Western blot analysis
The cells were cultured in a 75 cm2 flask at densities of 1 × 107/well and 6 × 106/well for a 24 and 72 h treatment, respectively. The cells were lysed with RIPA lysis buffer containing protease inhibitor (PMSF), and the concentration of proteins were determined using a BCA protein quantification kit (Beyotime Biotechnology, China). The concentrations of the samples were adjusted using RIPA lysis buffer prior to denaturation by heating at 95 ºC for 3 min. The protein samples were separated by electrophoresis on 12% SDS polyacrylamide gels and transferred to nitrocellulose membranes (Millipore). The membranes were blocked with 5% skim milk for 30 min and incubated with primary p53 (SC-137174,Santa Cruz), p21 (SC-6246, Santa Cruz) and β-actin (sc-47778, Santa Cruz) and secondary antibodies goat anti-mouse IgG(H + L)-HRP(SE131, solabio)respectively. The expression levels of the target proteins in the samples were visualized using an enhanced chemiluminescence (ECL) method and analyzed by ImageJ system (National Institutes of Health).
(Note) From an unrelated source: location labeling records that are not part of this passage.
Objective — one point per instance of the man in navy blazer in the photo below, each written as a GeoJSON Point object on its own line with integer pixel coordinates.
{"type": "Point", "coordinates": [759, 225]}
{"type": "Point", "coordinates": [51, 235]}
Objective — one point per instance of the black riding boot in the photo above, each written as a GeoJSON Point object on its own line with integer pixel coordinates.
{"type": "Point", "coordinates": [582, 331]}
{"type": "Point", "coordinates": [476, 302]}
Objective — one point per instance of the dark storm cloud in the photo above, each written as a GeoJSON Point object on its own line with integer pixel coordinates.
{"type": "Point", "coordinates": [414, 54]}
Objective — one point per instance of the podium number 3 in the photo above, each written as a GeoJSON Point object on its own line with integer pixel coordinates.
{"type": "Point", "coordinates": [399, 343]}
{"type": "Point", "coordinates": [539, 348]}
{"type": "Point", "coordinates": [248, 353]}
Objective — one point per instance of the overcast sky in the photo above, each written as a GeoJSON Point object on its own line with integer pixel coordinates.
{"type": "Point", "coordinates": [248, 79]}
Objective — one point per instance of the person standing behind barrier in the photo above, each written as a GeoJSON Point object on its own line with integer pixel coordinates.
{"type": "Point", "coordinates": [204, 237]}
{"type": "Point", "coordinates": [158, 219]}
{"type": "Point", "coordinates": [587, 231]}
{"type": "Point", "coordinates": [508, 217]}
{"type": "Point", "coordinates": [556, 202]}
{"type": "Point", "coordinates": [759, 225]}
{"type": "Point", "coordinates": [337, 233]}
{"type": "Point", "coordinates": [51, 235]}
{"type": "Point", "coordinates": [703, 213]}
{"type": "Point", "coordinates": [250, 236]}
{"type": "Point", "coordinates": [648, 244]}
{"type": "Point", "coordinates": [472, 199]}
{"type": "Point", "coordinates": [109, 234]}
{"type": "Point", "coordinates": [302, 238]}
The data was presented as the Mean ± SEM. One-way analysis of variance (ANOVA) were used to test statistical significance of differences among negative control and treated groups, followed by the Dunnett multiple comparison test using SPSS (version 22, IBM, Armonk, NY, USA), and data were considered statistically significant at P < 0.05.The figures were prepared using GraphPad Prism 7 for Windows (GraphPad Software, La Jolla, CA, USA).